Finalmente debo citar al salmista que proclama: Dichoso el hombre que confía en el Señor. Es como un árbol plantado junto al río, que da fruto a su tiempo y nunca se marchita” (Salmo 1) Sabemos que para Dios no hay nada imposible, por lo tanto si confiamos en que Él todo lo puede, nunca seremos defraudados por su bondad y misericordia. En la vida de cada uno de nosotros seguramente hemos experimentado momentos en que nos sentimos sin salida ante un precipicio, ese mismo es el mejor momento para abandonarnos con confianza en manos de Dios, por esto te invito a: “Probar y ver que bueno es el Señor” (Salmo 34,8).
¡Vive Su misericordia, construyamos fraternidad!

@enticonfio2012

sábado, 25 de junio de 2011

¿ES POSIBLE CONFIAR EN ALGUIEN?

A lo largo de nuestras vidas tenemos un sinnúmero de experiencias que unidas a nuestra formación van modelando nuestra conducta o comportamiento, que definen las actitudes que tenemos ante las diferentes situaciones que nos tocan enfrentar.

Es sumamente común escuchar a familiares, amigos y conocidos, quejarse de lo doloroso que ha resultado en su vida el ser decepcionado por alguien en quien depositó su confianza y que por algún motivo le ha defraudado. Esta realidad pareciera ir endureciendo nuestros corazones, lo cual podría ser considerado como una reacción natural que busca protegernos de una nueva herida.

Hoy en día es común mirar a muchos con desconfianza, evidentemente subyace en esto el temor a ser heridos y adicionalmente existe un hecho cultural que favorece esta conducta, y es que como decimos popularmente “queremos ser más vivos que los demás”. Lo cierto es que la desconfianza en los hermanos, puede llevarnos a desconfiar del amor y la bondad de Dios, por no tener referentes que nos hagan pensar que confiar vale la pena.

La confianza es la seguridad o esperanza firme que alguien tiene en otro individuo, es por lo tanto un valor fundamental en todas las relaciones, y muy especialmente en nuestra vida de fe.  No podemos de ninguna forma separar la confianza de la fe, pues la una no es posible sin la otra.

En las Sagradas Escrituras encontramos una gran diversidad de pasajes que nos invitan a confiar en Dios, pues en Él nunca seremos defraudados. Dios es amor (1Juan 4,8) y el amor verdadero nunca defrauda,  es digno de confianza pues por sus obras le podemos reconocer. De manera explícita Jesús nos invita a confiar plenamente en Dios, cuando nos dice: “Mirad las aves del cielo: no siembran, ni cosechan, ni recogen en graneros; y vuestro Padre celestial las alimenta. ¿No valéis vosotros más que ellas?” (Mt. 6, 26).

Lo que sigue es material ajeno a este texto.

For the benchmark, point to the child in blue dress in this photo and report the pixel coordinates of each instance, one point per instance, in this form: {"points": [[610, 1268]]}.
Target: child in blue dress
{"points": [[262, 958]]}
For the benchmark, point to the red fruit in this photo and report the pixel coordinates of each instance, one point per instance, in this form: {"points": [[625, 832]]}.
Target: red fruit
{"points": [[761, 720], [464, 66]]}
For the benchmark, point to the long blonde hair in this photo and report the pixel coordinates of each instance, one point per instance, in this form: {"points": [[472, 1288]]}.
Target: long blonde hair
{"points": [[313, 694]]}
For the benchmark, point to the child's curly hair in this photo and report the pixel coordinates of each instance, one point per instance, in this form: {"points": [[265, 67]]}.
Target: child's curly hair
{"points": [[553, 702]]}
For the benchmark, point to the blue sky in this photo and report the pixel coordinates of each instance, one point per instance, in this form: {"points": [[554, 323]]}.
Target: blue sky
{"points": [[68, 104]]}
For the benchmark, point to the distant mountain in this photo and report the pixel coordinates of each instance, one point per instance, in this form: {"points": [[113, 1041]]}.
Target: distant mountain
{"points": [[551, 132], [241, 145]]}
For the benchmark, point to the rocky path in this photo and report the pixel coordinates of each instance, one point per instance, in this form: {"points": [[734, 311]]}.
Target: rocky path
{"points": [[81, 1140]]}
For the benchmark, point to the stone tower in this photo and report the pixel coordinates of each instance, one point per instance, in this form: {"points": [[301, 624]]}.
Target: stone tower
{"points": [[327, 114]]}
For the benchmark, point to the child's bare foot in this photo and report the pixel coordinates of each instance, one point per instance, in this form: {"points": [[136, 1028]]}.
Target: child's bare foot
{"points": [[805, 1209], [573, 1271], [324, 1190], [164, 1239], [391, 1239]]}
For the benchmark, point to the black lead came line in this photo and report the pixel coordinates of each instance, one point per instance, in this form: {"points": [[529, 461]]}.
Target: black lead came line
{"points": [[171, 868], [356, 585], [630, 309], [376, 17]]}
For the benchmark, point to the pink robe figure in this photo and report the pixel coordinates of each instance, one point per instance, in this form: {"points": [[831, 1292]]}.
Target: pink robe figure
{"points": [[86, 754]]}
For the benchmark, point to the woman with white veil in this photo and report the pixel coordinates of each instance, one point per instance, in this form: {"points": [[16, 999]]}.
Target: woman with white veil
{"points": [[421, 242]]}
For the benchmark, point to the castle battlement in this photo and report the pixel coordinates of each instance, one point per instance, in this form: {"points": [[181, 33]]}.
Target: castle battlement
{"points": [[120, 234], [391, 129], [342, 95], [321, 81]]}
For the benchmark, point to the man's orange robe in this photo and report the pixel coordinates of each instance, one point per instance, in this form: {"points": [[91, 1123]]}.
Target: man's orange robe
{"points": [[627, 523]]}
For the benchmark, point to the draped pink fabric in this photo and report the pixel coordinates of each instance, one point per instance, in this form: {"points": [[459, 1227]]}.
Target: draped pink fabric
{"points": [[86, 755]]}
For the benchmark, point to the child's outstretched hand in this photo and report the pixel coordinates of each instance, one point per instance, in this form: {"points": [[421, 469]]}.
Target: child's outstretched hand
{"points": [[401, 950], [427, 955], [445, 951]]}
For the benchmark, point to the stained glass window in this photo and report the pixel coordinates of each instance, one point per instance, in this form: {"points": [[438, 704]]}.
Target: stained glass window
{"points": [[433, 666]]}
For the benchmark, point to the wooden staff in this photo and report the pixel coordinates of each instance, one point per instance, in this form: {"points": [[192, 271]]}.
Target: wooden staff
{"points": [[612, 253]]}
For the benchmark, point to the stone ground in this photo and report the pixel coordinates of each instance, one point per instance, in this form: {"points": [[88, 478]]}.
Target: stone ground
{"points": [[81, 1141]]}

Entonces ¿qué podemos hacer? En primer lugar aprender a confiar en Dios y veremos maravillas en nuestra vida cotidiana, Jesús le dijo a Sor Faustina: “Las gracias de mi Misericordia se toman con un solo recipiente y éste es la confianza” también le dijo: “Si tu confianza es grande, mi generosidad no tendrá límites”. Y en segundo lugar, aprender a perdonar a nuestros hermanos por las veces que nos han defraudado pues seguramente nosotros, quizás sin quererlo, también hemos defraudado a alguien. Sólo así podremos comenzar un camino de sanación interior y crecimiento en la fe, y haremos posible la vivencia del mandamiento de amor.

¡Vive Su misericordia, construyamos fraternidad!